Deac Constiner stood on the threshold. “Your frapping corridor’s full of sand.”

“Two hours ago it was soapy water.”

The Trinidad Law Bureau agent’s frown deepened. “I was a little harsh with you in the saloon,” he said. “Implied you were a bigger halfwit than you probably are.”

“Come on in,” invited Smith. “An apology from you is an event.”

Shaking yellow sand off his neohyde boots, the small lawman entered. “What’d you do with the damn bug I had planted in here?”

While they both glanced down at the small circular hole in the carpeting, Smith replied, “Got rid of it.”

“Do you realize those things cost five hundred trubux apiece?”

“When we get to Zegundo, I’ll show you a place you can buy them for two hundred.”

Constiner sat, uninvited, on the edge of the bunk. “Did you find any other bugs in here?”

“Should I have?”

“Let’s put our cards on the table,” said Constiner. “We’re both interested in the same case.

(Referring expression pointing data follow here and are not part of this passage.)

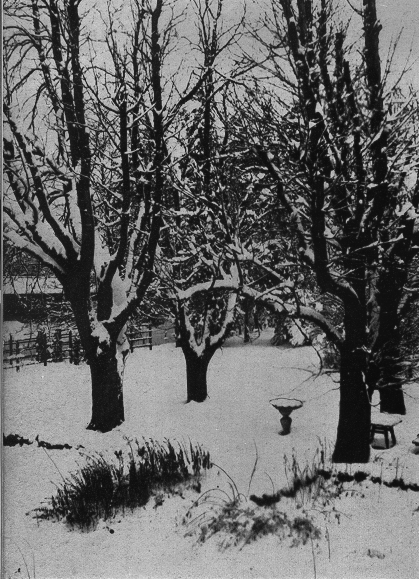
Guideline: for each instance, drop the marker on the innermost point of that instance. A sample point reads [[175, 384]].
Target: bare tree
[[88, 113], [344, 164]]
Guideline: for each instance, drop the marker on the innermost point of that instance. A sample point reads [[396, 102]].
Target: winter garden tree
[[193, 252], [344, 168], [89, 104]]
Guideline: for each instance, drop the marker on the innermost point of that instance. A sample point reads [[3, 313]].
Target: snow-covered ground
[[376, 532]]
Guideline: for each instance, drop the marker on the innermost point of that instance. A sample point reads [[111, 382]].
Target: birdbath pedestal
[[285, 407]]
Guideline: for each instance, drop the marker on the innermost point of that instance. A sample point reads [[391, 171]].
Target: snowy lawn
[[370, 532]]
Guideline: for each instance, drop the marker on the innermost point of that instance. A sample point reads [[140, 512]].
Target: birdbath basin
[[285, 407]]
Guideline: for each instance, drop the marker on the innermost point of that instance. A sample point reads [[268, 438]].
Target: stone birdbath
[[285, 407]]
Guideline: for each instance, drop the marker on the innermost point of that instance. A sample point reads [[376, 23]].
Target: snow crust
[[378, 533]]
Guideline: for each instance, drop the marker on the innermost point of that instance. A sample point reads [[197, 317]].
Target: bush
[[103, 488], [239, 523]]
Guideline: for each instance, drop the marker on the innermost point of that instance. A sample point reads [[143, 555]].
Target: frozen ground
[[377, 535]]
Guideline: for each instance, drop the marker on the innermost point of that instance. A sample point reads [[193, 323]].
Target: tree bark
[[353, 434], [107, 394], [196, 375]]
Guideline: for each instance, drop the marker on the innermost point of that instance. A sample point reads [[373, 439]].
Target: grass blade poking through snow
[[104, 487]]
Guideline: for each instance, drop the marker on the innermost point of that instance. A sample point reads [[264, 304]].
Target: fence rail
[[62, 344]]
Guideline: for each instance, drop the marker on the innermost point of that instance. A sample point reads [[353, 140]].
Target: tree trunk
[[107, 396], [353, 434], [196, 375]]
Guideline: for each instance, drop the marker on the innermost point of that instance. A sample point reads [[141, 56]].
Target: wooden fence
[[62, 344]]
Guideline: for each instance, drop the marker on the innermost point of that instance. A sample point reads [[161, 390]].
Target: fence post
[[70, 346], [44, 348], [17, 355], [11, 350]]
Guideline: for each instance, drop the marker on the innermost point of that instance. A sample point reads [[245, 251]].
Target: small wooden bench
[[384, 424]]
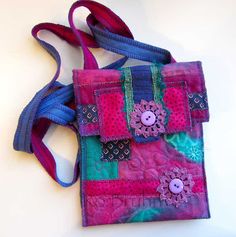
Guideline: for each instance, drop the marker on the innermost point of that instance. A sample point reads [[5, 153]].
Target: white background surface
[[31, 204]]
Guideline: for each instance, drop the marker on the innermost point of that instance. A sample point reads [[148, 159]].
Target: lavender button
[[148, 118], [176, 186]]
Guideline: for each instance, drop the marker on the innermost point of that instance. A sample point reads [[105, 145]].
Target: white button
[[148, 118], [176, 186]]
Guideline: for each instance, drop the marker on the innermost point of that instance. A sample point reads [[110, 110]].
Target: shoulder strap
[[54, 102], [112, 34], [50, 104]]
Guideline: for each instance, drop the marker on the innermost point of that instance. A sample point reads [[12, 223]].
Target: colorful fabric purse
[[139, 128]]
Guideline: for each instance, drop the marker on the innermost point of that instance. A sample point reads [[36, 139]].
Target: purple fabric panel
[[192, 73], [121, 209]]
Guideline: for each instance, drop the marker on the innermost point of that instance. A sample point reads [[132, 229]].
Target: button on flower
[[176, 186], [148, 119]]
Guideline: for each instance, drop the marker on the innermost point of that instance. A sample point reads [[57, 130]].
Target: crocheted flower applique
[[148, 119], [176, 186]]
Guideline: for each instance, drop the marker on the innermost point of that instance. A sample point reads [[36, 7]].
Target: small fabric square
[[176, 101], [88, 114], [116, 150], [112, 117]]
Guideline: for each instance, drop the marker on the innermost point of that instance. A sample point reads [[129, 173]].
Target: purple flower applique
[[176, 186], [148, 119]]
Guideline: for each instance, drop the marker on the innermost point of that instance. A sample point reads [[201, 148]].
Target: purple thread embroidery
[[146, 128], [175, 197]]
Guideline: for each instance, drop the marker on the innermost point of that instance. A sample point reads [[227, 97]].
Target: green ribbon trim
[[128, 91]]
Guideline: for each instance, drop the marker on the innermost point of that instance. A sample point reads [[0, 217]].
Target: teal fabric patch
[[143, 215], [192, 148], [128, 91], [158, 85], [93, 167]]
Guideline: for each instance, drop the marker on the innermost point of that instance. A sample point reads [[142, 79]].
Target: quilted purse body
[[140, 132], [137, 171]]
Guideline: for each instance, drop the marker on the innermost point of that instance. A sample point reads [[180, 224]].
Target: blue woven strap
[[51, 102]]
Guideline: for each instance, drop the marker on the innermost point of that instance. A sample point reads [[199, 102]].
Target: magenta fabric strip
[[131, 187], [106, 17]]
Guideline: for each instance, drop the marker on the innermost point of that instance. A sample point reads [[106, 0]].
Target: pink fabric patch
[[130, 187], [147, 161], [121, 187], [112, 118], [176, 100]]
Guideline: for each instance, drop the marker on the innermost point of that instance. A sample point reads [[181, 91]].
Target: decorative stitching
[[118, 150], [155, 129], [157, 81], [88, 114], [104, 137], [198, 101], [128, 91], [171, 197]]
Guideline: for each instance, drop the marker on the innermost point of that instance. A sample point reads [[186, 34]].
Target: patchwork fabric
[[198, 101], [88, 114], [112, 118], [175, 99], [116, 150], [145, 179]]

See? I’m being frank with you.”

“After you realized I was on to you.”

The lawman said, “You used to be a pretty fair operative. At least you weren’t as much of a stumblebum as most of the lunks in the Territorial cops. I know you went blooey over a dame, but hell, that can happen to any of us.”

“Not to you.”

“I’m an exception,” admitted Constiner.

“What exactly,” inquired Smith, settling into a chair, “is this case we’re both working on?”

Constiner gave a dry chuckle. “You tell me, Smith.”

“I’m looking for some people.”

“Me, too.”

“Why?”

“Same reason you are.”

“To get them,” asked Smith, “to attend the Horizon Kids’ reunion?”

New lines joined the large selection on Constiner’s leathery forehead. “Is that really what you think you’re doing?”

“It is what I’m doing.”

“Here I just get through telling you that maybe you’re not a dimwit and you act like a dimwit,” the TLB man complained. “Use your damn noggin. Who ran Horizon House?”

“Westerland.”

“And what was he the head of? The freewheeling government research agency known as the Miracle Office.”

“Then all this maybe has something to do with an invention of his?”

Constiner folded his hands over his knee. “What do you think?”